There were some fresh portobellos in the kitchen refrigerator. A single portobello was about fifty times larger than my snail, and so my caregiver cut a generous slice and placed it in the terrarium. The snail loved the mushroom. It was so happy to have a familiar food, after weeks of nothing but wilted flowers, that for several days it slept right next to the huge piece of portobello, waking throughout the day to reach up and nibble before sinking back into a well-fed slumber. Each night a surprisingly large portion of the mushroom would vanish, until, by the end of the week, the very last piece had disappeared.
While the snail and I each had our routines, we also both appreciated adventures. When a visiting friend or relative brought something to add to the terrarium, the snail was always intrigued. Whether it was a half-rotten lichen-covered branch, a piece of birch bark, a clump of moss, or perhaps a leaf of lettuce, the snail received the gift with tentacles aquiver. After conducting a careful and thorough examination, it then tasted anything that might be edible.
Inches from my bed and from each other stood the terrarium and a clock. While life in the terrarium flourished, time ticked away its seconds. But the relationship between time and the snail confused me. The snail would make its way through the terrarium while the hands of the clock hardly moved—so I often thought the snail traveled faster than time. Then, absorbed in snail watching, I’d find that time had flown by, unnoticed. We are all hostages of time. My illness brought me such an abundance of time that time was nearly all I had. My friends had so little time that I often wished I could give them what time I could not use. It was perplexing how in losing health I had gained something so coveted but to so little purpose.

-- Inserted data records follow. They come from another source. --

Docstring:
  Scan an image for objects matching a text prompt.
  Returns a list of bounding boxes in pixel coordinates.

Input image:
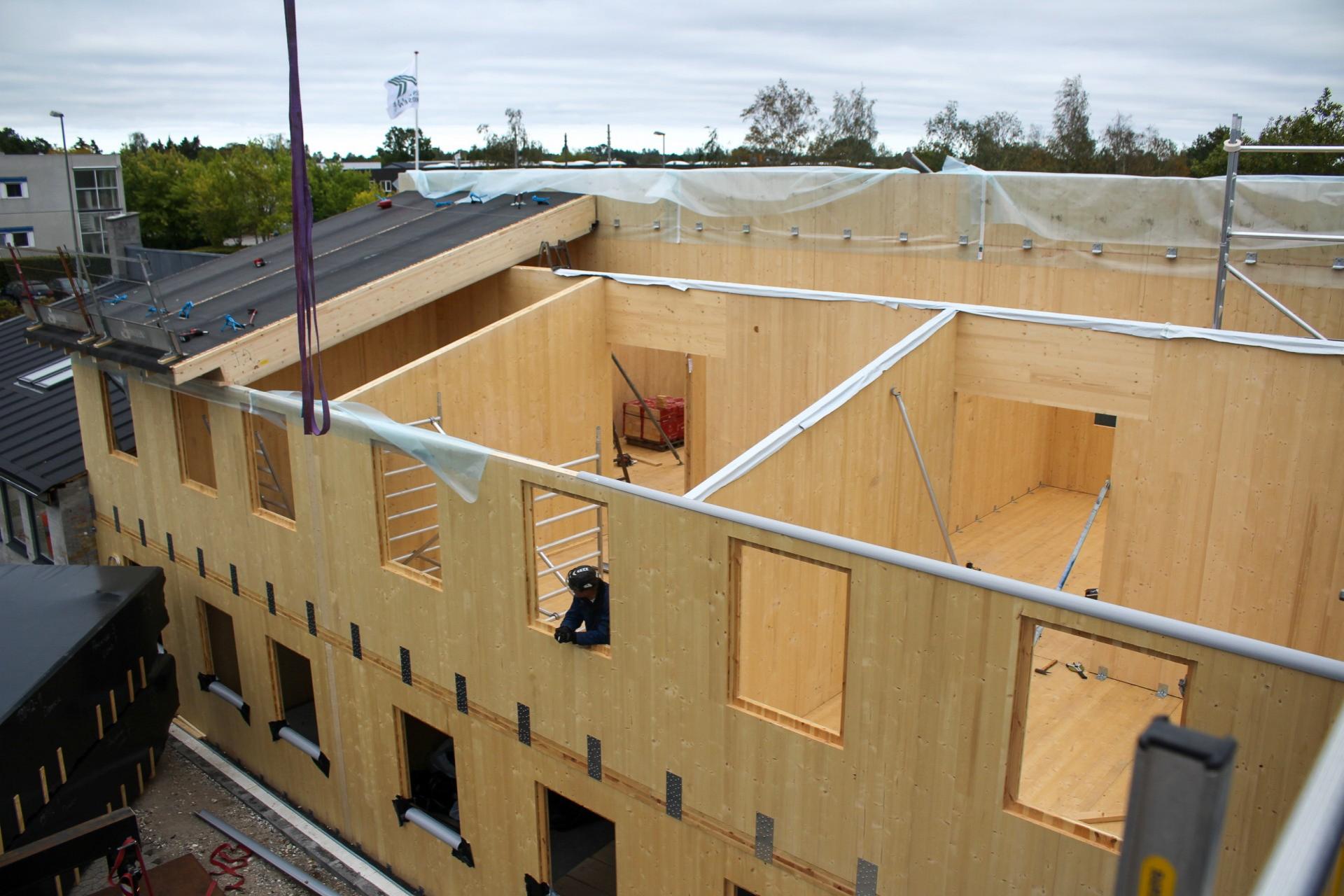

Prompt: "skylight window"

[18,357,74,392]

As the snail’s world grew more familiar, my own human world became less so; my species was so large, so rushed, and so confusing. I found myself preoccupied with the energy level of my visitors, and I started to observe them in the same detail with which I observed the snail.
The random way my friends moved around the room astonished me; it was as if they didn’t know what to do with their energy. They were so careless with it. Whereas the energy of my human visitors wore me out, the snail inspired me. Its curiosity and grace pulled me further into its peaceful and solitary world. Watching it go about its life in the small ecosystem of the terrarium put me at ease.
Occasionally, when an urgent need for change—no matter the cost—swept through me, I would slowly roll from my right side over to my left side. This simple act caused my heart to beat wildly and erratically, but the reward was a whole new vista. Nothing, of course, was in reach. I could just see into the corner of the bathroom, where I knew I would find a claw-foot bathtub. Across the room there was a shelf that held many books, their titles of possible interest if only I could decipher them, but the distance was too great. There was a window I could look out if only I could stand. And there was the door to the outside world. I would look at the door until it reminded me of all the places I could not go. Then, exhausted and empty from my audacious adventure, I’d make the slow roll back toward the kingdom of the terrarium and the tiny life it contained.